Par CAROL PRONER*
L'affaire Assange est un exemple extrême des stratégies de lawfare qui combinent la complicité des systèmes judiciaires de plusieurs pays
Les défenseurs de la liberté de la presse et des droits de l'homme sont bouleversés et inquiets de la décision d'un tribunal britannique qui, réformant une précédente condamnation, s'est conformé aux garanties offertes par le gouvernement américain et a condamné l'extradition du journaliste Julian Assange.
La mesure drastique n'était pas attendue par les juristes qui défendent techniquement le fondateur de WikiLeaks. Une décision était attendue dans le respect de la tradition constitutionnelle et coutumière de la justice britannique, jalouse des garanties fondamentales, mais, de manière surprenante, les juges du tribunal ont disqualifié les arguments humanitaires de la juge Vanessa Baraitser pour confier aux bourreaux la tutelle de la vie d'un martyr du droit à l'information et à la vérité.
Parmi les promesses des accusateurs américains figure celle de garantir un traitement médical et psychologique en prison ordinaire, en évitant le Colorado Supermax, décrit par un ancien gardien comme « la version propre de l'enfer » et un « destin pire que la mort ». Finalement, assurent les procureurs, la peine pourrait même être purgée dans le pays d'origine de l'accusé, l'Australie.
Des promesses similaires avaient déjà été faites, par exemple, dans l'affaire Abu Hamza, un épisode relaté dans la phrase du juge Baraitser démontrant que des promesses avaient été violées de façon dramatique. Le condamné, un homme amputé des mains, a été privé de prothèses qui lui permettaient de se brosser les dents, de pratiquer l'hygiène intime, de nettoyer sa cellule et d'autres tâches dignes.
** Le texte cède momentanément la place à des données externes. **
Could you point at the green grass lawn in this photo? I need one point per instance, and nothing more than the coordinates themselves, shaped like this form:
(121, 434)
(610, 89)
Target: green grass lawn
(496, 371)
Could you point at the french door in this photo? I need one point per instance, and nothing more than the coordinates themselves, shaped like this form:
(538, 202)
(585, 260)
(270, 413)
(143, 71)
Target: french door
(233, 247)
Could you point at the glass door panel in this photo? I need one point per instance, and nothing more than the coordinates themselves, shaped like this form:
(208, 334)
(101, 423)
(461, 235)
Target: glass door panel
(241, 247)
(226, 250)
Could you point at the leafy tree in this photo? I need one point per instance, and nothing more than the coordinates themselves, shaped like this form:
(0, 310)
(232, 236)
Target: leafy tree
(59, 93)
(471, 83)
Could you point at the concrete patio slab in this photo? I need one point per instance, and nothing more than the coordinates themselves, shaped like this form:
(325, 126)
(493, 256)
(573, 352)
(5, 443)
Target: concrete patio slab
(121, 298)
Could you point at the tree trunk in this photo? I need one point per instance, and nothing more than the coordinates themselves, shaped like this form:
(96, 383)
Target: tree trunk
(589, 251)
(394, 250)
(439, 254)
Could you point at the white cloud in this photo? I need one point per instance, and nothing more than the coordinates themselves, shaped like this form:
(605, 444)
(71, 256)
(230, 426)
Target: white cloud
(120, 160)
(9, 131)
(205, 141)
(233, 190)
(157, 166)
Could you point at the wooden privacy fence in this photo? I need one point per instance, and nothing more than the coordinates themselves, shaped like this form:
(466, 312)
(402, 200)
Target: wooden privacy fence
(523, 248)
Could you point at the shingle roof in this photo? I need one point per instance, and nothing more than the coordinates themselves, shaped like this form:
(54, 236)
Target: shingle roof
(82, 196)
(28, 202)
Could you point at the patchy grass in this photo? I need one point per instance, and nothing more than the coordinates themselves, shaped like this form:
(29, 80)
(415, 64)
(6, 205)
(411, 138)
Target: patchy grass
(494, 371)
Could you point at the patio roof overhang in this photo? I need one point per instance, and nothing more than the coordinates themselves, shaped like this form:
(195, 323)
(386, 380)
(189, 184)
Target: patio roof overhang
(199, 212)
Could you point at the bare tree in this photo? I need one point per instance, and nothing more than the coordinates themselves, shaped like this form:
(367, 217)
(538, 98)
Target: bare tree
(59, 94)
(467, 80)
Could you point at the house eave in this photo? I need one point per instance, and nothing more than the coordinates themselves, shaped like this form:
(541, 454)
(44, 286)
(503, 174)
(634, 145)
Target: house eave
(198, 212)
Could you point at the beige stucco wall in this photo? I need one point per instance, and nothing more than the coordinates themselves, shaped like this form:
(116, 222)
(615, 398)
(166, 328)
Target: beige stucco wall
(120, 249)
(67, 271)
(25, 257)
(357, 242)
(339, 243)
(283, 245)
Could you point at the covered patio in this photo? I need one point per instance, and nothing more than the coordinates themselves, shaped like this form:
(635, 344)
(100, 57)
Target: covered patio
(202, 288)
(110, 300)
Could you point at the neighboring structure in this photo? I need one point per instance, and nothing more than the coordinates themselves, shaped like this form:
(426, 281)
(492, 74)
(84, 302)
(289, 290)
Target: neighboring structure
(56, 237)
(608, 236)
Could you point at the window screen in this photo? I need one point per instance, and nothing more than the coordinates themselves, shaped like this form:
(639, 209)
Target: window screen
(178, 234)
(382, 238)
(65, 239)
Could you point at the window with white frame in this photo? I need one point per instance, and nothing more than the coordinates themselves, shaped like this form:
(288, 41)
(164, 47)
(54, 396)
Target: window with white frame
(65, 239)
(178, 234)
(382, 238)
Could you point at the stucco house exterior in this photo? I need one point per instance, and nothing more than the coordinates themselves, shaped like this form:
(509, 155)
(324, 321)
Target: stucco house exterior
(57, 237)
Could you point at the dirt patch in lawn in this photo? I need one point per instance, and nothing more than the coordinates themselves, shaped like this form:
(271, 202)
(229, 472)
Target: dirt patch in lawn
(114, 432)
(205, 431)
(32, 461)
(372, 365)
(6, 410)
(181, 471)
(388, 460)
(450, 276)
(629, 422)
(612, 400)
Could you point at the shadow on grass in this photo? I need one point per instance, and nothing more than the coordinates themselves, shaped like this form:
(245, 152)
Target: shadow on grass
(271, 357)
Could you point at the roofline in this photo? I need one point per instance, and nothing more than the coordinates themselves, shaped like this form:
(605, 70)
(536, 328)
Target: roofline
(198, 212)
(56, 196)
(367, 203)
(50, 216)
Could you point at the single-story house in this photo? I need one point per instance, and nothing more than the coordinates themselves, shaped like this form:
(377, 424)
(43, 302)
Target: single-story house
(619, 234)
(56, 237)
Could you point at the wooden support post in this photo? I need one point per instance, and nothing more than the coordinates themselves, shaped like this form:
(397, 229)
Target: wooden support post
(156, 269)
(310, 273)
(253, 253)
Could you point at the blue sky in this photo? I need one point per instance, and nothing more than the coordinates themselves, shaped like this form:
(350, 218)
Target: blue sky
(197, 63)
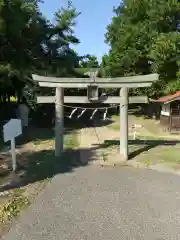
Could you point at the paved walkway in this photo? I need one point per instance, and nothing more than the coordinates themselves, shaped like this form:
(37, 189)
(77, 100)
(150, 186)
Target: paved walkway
(104, 203)
(97, 203)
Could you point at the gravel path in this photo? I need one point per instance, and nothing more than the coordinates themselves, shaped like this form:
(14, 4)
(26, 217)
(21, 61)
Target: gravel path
(104, 203)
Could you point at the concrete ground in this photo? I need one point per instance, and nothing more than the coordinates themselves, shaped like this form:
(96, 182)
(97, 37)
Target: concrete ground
(104, 203)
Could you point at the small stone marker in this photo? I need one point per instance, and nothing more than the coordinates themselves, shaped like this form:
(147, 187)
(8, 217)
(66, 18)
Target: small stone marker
(11, 130)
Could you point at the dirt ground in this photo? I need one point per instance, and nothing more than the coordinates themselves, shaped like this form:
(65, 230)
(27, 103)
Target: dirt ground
(35, 156)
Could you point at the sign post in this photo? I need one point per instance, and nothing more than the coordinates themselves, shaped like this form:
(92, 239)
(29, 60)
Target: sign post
(11, 130)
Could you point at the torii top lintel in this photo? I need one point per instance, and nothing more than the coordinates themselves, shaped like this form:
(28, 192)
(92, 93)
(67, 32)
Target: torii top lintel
(119, 82)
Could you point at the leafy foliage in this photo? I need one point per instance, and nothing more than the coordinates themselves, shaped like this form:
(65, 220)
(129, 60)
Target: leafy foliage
(144, 37)
(31, 43)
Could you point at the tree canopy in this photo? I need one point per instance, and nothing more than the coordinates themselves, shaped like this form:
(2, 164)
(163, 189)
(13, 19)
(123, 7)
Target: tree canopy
(144, 37)
(31, 43)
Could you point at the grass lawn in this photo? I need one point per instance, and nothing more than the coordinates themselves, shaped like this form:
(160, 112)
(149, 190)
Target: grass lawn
(148, 150)
(37, 165)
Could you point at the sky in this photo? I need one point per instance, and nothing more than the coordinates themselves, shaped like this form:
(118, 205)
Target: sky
(91, 24)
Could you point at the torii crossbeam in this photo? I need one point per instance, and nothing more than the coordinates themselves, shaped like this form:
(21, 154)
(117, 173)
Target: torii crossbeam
(92, 84)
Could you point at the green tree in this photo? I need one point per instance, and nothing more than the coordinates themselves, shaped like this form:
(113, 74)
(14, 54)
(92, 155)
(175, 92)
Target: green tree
(89, 61)
(143, 38)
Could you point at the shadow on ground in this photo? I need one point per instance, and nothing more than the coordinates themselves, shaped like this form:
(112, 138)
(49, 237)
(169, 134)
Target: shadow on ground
(42, 165)
(144, 145)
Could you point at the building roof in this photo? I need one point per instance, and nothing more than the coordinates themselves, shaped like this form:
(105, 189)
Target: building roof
(168, 98)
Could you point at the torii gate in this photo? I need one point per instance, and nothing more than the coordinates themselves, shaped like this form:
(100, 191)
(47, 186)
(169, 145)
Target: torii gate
(92, 84)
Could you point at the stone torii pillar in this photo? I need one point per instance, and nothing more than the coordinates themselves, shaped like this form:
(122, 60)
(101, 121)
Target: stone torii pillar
(94, 82)
(59, 123)
(124, 123)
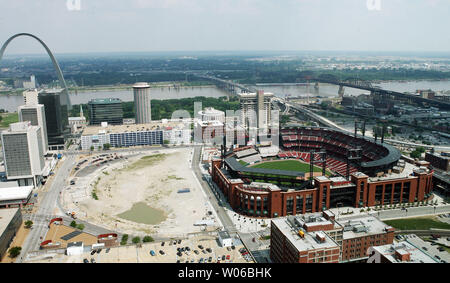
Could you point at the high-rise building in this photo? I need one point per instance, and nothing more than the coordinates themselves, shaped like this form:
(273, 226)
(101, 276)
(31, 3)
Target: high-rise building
(22, 153)
(31, 96)
(36, 115)
(256, 109)
(142, 103)
(105, 110)
(56, 115)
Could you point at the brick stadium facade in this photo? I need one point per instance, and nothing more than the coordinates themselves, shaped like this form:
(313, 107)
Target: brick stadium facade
(362, 190)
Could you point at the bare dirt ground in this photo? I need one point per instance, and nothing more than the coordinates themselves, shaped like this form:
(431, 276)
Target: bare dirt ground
(150, 177)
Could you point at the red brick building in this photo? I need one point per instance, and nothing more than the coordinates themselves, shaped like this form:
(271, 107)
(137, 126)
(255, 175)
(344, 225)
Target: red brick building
(292, 240)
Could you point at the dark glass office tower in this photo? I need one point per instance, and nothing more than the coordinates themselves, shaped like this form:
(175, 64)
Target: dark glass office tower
(56, 115)
(105, 110)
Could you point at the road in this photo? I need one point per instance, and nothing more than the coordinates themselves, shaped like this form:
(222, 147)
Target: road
(47, 206)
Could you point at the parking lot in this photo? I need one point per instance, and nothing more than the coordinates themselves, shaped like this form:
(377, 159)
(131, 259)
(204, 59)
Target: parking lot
(196, 250)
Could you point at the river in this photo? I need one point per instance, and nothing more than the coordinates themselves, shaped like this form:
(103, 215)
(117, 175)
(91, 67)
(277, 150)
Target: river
(10, 103)
(326, 90)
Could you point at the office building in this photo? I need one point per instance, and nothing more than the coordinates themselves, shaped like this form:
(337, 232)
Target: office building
(56, 114)
(105, 110)
(23, 154)
(10, 221)
(30, 97)
(154, 133)
(211, 114)
(319, 237)
(35, 113)
(440, 161)
(142, 103)
(256, 109)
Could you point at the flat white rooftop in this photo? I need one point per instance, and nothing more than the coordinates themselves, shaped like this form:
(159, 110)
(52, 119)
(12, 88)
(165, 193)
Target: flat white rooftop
(309, 242)
(6, 215)
(372, 226)
(15, 193)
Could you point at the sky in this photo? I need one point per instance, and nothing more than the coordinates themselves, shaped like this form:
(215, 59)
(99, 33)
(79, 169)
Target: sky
(83, 26)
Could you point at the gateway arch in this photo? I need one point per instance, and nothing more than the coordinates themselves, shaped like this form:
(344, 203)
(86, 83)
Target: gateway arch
(62, 82)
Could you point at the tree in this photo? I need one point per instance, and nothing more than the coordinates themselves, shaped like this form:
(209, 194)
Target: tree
(28, 224)
(124, 239)
(14, 251)
(147, 239)
(136, 240)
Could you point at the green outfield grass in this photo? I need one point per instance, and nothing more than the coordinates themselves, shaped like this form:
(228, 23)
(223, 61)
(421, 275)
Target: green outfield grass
(288, 165)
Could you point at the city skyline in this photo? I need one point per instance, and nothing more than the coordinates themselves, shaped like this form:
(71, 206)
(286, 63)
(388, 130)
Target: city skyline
(177, 25)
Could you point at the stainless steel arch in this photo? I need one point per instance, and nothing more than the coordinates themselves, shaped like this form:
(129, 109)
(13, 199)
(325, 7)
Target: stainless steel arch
(55, 63)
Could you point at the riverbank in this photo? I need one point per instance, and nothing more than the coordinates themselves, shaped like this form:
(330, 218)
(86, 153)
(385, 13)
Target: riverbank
(101, 88)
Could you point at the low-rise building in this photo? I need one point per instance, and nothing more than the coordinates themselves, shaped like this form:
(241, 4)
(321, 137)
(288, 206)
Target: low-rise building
(402, 252)
(320, 238)
(154, 133)
(10, 221)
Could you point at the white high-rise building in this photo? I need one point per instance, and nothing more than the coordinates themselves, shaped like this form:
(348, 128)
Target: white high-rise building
(256, 109)
(36, 115)
(142, 103)
(22, 153)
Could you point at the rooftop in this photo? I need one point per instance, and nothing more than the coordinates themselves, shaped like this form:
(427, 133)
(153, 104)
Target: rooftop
(362, 226)
(15, 193)
(115, 129)
(416, 255)
(105, 101)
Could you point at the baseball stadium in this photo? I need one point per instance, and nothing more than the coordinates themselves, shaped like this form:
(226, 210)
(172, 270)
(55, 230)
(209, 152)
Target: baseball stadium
(314, 169)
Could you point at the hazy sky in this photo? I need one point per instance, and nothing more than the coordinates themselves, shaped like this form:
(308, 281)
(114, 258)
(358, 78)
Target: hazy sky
(198, 25)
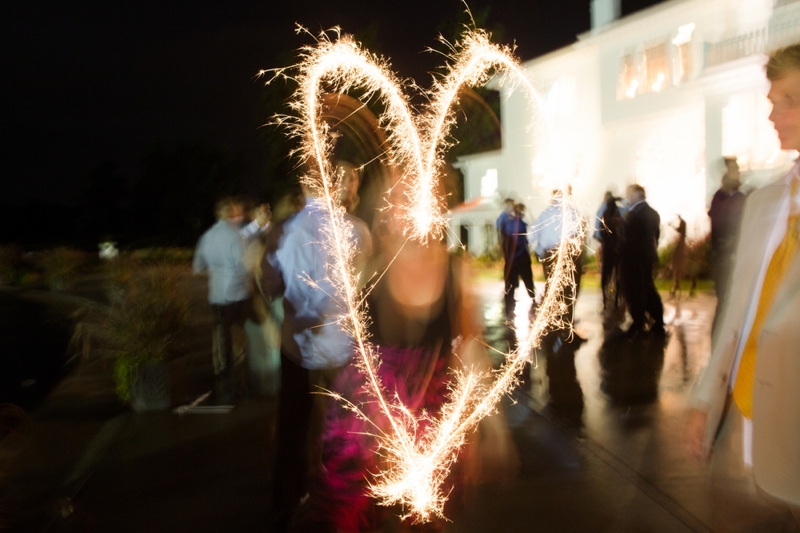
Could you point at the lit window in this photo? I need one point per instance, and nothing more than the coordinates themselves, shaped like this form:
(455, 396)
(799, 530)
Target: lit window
(628, 83)
(489, 182)
(656, 68)
(682, 53)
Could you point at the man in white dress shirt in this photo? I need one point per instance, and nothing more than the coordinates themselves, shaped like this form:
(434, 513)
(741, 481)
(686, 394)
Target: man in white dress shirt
(747, 403)
(220, 251)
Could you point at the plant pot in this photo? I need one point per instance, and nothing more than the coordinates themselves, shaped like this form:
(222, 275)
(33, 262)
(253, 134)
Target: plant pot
(151, 390)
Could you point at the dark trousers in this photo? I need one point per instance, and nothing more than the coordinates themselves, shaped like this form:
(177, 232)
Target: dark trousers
(570, 295)
(516, 269)
(227, 317)
(608, 272)
(292, 449)
(642, 296)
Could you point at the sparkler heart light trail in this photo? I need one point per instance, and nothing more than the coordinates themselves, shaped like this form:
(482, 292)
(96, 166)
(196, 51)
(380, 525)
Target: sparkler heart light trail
(417, 461)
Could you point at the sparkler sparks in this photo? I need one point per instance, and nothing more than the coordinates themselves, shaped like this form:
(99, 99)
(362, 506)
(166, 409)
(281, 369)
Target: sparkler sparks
(418, 455)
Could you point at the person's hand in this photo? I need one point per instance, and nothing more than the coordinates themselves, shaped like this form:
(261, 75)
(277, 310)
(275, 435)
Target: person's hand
(695, 435)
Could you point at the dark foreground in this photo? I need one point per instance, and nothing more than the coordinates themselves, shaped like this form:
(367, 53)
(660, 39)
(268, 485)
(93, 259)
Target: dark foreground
(598, 426)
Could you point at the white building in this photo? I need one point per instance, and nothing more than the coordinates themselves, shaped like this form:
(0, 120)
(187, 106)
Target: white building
(657, 98)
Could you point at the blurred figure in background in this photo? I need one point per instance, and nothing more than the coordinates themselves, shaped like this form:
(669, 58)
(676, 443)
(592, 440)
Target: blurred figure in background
(608, 230)
(548, 232)
(518, 260)
(220, 252)
(726, 210)
(747, 403)
(638, 258)
(678, 255)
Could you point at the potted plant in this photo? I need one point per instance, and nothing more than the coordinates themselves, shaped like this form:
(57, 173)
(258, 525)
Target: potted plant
(139, 330)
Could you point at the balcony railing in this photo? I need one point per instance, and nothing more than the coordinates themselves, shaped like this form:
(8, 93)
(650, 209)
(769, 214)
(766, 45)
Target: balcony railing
(781, 32)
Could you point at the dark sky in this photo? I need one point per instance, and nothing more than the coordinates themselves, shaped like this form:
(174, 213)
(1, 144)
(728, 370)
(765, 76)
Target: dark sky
(87, 81)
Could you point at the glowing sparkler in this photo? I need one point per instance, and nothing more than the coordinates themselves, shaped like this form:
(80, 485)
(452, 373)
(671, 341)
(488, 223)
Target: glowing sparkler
(417, 461)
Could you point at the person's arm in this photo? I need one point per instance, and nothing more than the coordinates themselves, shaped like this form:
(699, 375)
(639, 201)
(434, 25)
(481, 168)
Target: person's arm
(199, 263)
(694, 444)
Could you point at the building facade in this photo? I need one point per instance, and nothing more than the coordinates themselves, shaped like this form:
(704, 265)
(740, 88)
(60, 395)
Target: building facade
(657, 98)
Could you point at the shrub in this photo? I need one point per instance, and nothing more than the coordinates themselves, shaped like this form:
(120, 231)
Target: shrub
(139, 327)
(60, 266)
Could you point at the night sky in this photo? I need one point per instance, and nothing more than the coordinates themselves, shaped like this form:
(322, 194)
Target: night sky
(89, 81)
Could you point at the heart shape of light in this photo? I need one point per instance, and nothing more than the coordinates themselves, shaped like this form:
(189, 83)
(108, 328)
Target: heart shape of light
(417, 464)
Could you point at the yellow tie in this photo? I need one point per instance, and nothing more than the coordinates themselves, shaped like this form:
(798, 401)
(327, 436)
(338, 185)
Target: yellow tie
(776, 272)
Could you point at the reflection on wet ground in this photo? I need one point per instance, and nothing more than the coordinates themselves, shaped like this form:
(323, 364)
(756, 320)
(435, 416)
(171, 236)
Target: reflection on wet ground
(600, 416)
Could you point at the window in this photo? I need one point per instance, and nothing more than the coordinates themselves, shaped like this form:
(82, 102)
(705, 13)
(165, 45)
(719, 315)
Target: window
(656, 68)
(628, 83)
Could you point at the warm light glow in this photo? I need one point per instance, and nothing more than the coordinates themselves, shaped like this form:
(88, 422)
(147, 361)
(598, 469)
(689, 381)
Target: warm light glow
(417, 461)
(631, 92)
(684, 34)
(658, 83)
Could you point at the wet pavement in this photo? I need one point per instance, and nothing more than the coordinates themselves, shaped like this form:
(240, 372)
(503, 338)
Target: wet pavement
(597, 424)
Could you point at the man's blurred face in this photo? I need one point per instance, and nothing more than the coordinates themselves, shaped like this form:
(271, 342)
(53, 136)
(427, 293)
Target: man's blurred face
(236, 215)
(348, 192)
(785, 97)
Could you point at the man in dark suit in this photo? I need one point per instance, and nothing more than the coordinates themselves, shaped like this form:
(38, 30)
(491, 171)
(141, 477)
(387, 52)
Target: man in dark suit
(638, 256)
Le prisonnier reconnu coupable de crimes de terrorisme est même allé jusqu'à ouvrir une boîte de conserve avec ses dents.
La décision radicale ignore également le fait qu'Assange a été traité de manière exceptionnelle tout au long du voyage depuis qu'il a apporté au monde la connaissance des crimes de guerre et des stratégies d'espionnage commis par les États-Unis.
Lors de la dernière audience, le militant a été traité comme un animal dangereux. Le jour fixé pour le procès, après avoir été fouillé nu et avoir déjeuné, il a été transporté au tribunal enchaîné et présenté au public dans une boîte en verre. Sans accès direct aux avocats, il a été autorisé à écrire des notes et à s'agenouiller pour les passer aux défenseurs par une fissure dans le sol. Après l'audience, il a été renvoyé à la prison de Belmarsh, connue sous le nom de British Guantánamo. Mais ce n'est que la phase actuelle de la persécution.
La tournée comprend de fausses accusations de crimes sexuels, de nouveaux types de criminels adaptés à l'activiste, des tribunaux secrets, des processus secrets et des accusations en cours pour garantir la construction d'une norme incontournable contre quiconque ose affronter les raisons de l'empire.
L'affaire Assange est un exemple extrême des stratégies de lawfare qui combinent la complicité des systèmes judiciaires de plusieurs pays, y compris ici, en plus des principaux chasseurs, également la Suède, l'Union européenne en général - pour ne pas reconnaître et appliquer des garanties à un certain stade du processus - et enfin l'Équateur de Lenin Moreno , surtout après le tournant géopolitique de 2019 qui a abouti à la remise du journaliste à la collusion des juridictions.
La décision d'extradition permet toujours un recours devant la Cour constitutionnelle britannique et, aussi improbable que cela puisse paraître, il est possible qu'un défenseur collégial des droits fondamentaux empêche Julian Assange d'être livré aux vrais criminels qui cherchent à imposer leur justice aux monde de manière unilatérale, coercitive et illégale.
Défendre Assange, c'est nous défendre.
* Carol Proner est avocat et juriste. Fondateur de l'Association brésilienne des juristes pour la démocratie (ABJD).
Initialement publié sur le site Autres mots.